Built separately, tested separately, assumed equivalent. That assumption kills multi-cloud security programs. I’ve watched it happen at three different organizations over the past four years.

Infrastructure-as-code for policies catches this. Terraform, Pulumi, or even CloudFormation lets you define policy intent once and generate the correct syntax per cloud. Not perfect — you still need to understand each cloud’s policy engine deeply — but it surfaces version skew and makes policy changes visible across all environments at once, not sequentially after something breaks.

How to Find These Gaps Before They Become Incidents

Most teams discover these gaps during incident response. The goal is finding them on a boring Tuesday afternoon instead.

While you won’t need a full red team engagement to uncover these issues, you will need a handful of structured review processes — at least if you want to catch problems before attackers do.

Quarterly IAM cross-cloud review

Run a report showing every federated identity relationship and every cross-cloud trust policy. Print it out — physically, on paper. Review it. Look at what each trust relationship grants on each side. Document why it exists. Can’t justify it? Delete it. Four hours per quarter. Catches roughly 80% of creeping privilege problems before they compound.

Centralized log aggregation audit

Verify that CloudTrail, Cloud Audit Logs, and Azure Monitor are all shipping to a single ingestion point. Then run a test: make one API call in AWS, one in GCP, one in Azure. Verify all three appear in your central system within five minutes. One doesn’t show up? Fix it immediately. Do this monthly — not quarterly, monthly. Log gaps grow fast.

Policy equivalence review

For every sensitive control — data exfiltration prevention, encryption enforcement, network isolation — document the equivalent policy in each cloud. Run dry-runs. Test them. Sign off that they’re actually equivalent, not just structurally similar. Update the documentation whenever a policy changes.

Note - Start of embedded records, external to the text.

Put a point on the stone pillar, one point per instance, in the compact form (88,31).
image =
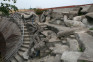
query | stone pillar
(47,19)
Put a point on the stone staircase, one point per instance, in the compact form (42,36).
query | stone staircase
(18,57)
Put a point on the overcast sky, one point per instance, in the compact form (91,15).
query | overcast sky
(21,4)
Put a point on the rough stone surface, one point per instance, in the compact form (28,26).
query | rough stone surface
(65,33)
(90,14)
(70,56)
(11,33)
(73,44)
(87,40)
(60,48)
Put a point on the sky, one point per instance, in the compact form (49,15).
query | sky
(26,4)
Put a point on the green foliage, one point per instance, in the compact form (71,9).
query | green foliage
(5,8)
(38,11)
(91,29)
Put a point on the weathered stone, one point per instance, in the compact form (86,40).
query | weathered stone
(73,44)
(87,40)
(65,33)
(73,23)
(57,58)
(90,14)
(72,36)
(60,48)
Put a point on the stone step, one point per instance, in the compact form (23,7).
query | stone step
(13,60)
(23,49)
(18,58)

Automate this with IaC wherever possible.

Blast radius testing

Assume one cloud is compromised. Can an attacker reach the others? Test the exact attack paths described above — assume a federated role from one cloud and see what’s accessible in another. Try to move data across cloud boundaries. See if your logs catch it within a reasonable detection window. Fix whatever doesn’t work before someone else finds it first.

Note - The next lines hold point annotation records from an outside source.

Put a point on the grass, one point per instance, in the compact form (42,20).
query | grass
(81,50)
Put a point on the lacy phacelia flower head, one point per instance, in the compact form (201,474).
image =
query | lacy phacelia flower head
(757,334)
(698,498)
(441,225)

These gaps don’t require sophisticated fixes. They require consistency and attention — two things that are surprisingly rare in multi-cloud environments where ownership is fragmented across three different platform teams. The cost of ignoring them is a breach that takes weeks to detect and months to fully understand. The cost of catching them early is a few afternoons of genuinely boring security work. I know which I’d choose.